# Looking for info on mount thefts



## Moses77 (Apr 4, 2011)

150+ IL buck and bear mount stolen from my home on March 31st - looking for info on similar thefts in Lansing area. Pics on taxidermy.net under deer and game heads - same username... Please take a look and keep an eye out for these!


----------



## Anish (Mar 6, 2009)

Will do! Good luck.


----------



## Moses77 (Apr 4, 2011)

Thanks - these are not replaceable in my mind...


----------



## wyldkat49766 (Apr 21, 2007)

I feel bad for you but spamming this all over the board isn't the best way to go about this.


----------



## Moses77 (Apr 4, 2011)

wyldkat49766 said:


> I feel bad for you but spamming this all over the board isn't the best way to go about this.
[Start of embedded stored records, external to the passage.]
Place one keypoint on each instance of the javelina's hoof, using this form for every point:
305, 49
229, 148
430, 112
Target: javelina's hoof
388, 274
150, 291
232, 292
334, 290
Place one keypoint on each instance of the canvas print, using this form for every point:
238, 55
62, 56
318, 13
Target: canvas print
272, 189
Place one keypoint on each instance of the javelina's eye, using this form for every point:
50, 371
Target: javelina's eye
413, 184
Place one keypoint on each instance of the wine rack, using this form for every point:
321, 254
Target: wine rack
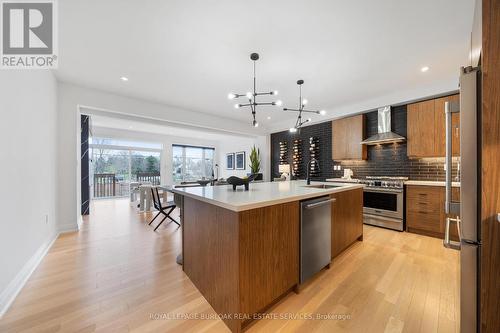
314, 169
297, 157
283, 152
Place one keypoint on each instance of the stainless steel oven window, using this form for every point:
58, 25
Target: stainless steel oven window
383, 202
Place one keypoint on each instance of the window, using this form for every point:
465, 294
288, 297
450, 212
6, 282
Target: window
191, 163
114, 164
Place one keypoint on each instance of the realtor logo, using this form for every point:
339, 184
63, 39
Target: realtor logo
28, 31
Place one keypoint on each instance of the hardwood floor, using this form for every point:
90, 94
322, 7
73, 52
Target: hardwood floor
116, 273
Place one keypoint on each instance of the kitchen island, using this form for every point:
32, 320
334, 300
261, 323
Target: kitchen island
241, 248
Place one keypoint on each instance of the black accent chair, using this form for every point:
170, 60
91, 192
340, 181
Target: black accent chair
165, 208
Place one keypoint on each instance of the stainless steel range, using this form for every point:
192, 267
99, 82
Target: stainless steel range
383, 202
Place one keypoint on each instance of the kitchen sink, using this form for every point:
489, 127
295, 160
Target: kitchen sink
323, 186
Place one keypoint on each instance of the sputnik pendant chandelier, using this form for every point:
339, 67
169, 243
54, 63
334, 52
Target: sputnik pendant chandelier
301, 110
252, 96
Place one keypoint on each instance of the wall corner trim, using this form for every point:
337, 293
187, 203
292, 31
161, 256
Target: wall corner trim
9, 294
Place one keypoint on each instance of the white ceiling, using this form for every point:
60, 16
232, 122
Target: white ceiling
191, 54
142, 125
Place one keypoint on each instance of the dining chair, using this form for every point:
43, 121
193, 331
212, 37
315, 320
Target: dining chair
165, 208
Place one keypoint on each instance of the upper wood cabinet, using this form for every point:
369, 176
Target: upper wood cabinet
347, 134
426, 128
347, 219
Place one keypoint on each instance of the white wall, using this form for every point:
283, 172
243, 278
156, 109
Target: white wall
71, 98
28, 165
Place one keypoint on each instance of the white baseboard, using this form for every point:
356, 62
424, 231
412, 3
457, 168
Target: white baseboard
14, 287
64, 228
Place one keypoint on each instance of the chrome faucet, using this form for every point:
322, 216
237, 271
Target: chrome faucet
308, 177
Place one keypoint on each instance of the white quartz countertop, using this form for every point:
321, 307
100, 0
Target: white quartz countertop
429, 183
260, 194
342, 180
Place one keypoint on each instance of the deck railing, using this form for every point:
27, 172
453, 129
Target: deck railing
104, 185
153, 177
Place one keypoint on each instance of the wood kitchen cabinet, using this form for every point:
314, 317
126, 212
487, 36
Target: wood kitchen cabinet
347, 134
426, 128
347, 219
425, 210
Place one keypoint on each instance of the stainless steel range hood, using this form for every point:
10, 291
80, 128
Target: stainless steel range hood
384, 134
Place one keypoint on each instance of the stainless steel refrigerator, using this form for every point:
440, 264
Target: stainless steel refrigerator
464, 215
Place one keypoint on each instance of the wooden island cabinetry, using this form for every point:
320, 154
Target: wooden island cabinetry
347, 220
241, 249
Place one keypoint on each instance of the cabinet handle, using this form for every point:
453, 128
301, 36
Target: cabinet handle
321, 203
447, 242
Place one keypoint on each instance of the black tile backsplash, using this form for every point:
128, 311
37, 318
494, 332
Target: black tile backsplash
383, 160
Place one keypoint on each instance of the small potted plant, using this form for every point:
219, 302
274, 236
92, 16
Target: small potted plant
255, 163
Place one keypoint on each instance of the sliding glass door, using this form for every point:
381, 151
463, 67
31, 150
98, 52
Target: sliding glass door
191, 163
114, 167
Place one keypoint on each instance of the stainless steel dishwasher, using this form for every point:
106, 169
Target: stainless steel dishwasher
315, 235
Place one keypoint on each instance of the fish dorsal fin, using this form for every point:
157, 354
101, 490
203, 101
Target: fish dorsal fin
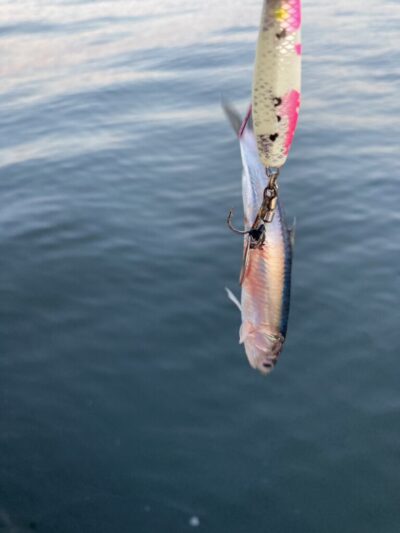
245, 330
233, 299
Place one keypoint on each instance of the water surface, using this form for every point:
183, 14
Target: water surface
126, 403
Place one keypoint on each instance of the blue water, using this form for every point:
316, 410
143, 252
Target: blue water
126, 403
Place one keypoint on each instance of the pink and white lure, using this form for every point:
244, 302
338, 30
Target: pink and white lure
276, 81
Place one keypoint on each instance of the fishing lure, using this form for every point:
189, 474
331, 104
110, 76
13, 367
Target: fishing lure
276, 80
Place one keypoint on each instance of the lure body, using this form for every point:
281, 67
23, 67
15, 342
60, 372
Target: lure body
266, 276
276, 80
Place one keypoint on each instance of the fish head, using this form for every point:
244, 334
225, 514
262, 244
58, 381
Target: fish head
262, 348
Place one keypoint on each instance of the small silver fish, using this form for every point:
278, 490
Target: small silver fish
266, 272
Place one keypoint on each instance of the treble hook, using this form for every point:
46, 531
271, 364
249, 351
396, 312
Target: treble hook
232, 227
257, 234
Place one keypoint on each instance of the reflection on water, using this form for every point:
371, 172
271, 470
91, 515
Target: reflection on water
126, 402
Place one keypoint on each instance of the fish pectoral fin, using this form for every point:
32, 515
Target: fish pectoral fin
245, 329
233, 299
292, 232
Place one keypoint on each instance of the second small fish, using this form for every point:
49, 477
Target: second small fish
266, 271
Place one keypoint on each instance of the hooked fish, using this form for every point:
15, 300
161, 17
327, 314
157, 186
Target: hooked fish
266, 271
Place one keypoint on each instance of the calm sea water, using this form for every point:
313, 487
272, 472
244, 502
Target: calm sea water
126, 403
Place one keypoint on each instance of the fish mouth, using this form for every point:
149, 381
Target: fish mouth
264, 359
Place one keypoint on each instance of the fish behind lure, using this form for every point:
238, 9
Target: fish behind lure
266, 270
How is this spamming? I'm simply putting word out as many places as I can - people who don't want to look don't have to. I'm not selling crap or scamming anyone. What other way do you suggest going about it?


----------



## wyldkat49766 (Apr 21, 2007)

Moses77 said:


> How is this spamming? I'm simply putting word out as many places as I can - people who don't want to look don't have to. I'm not selling crap or scamming anyone. What other way do you suggest going about it?


Spamming is when you post the same thing in a lot of areas. 

Oh I give up...


----------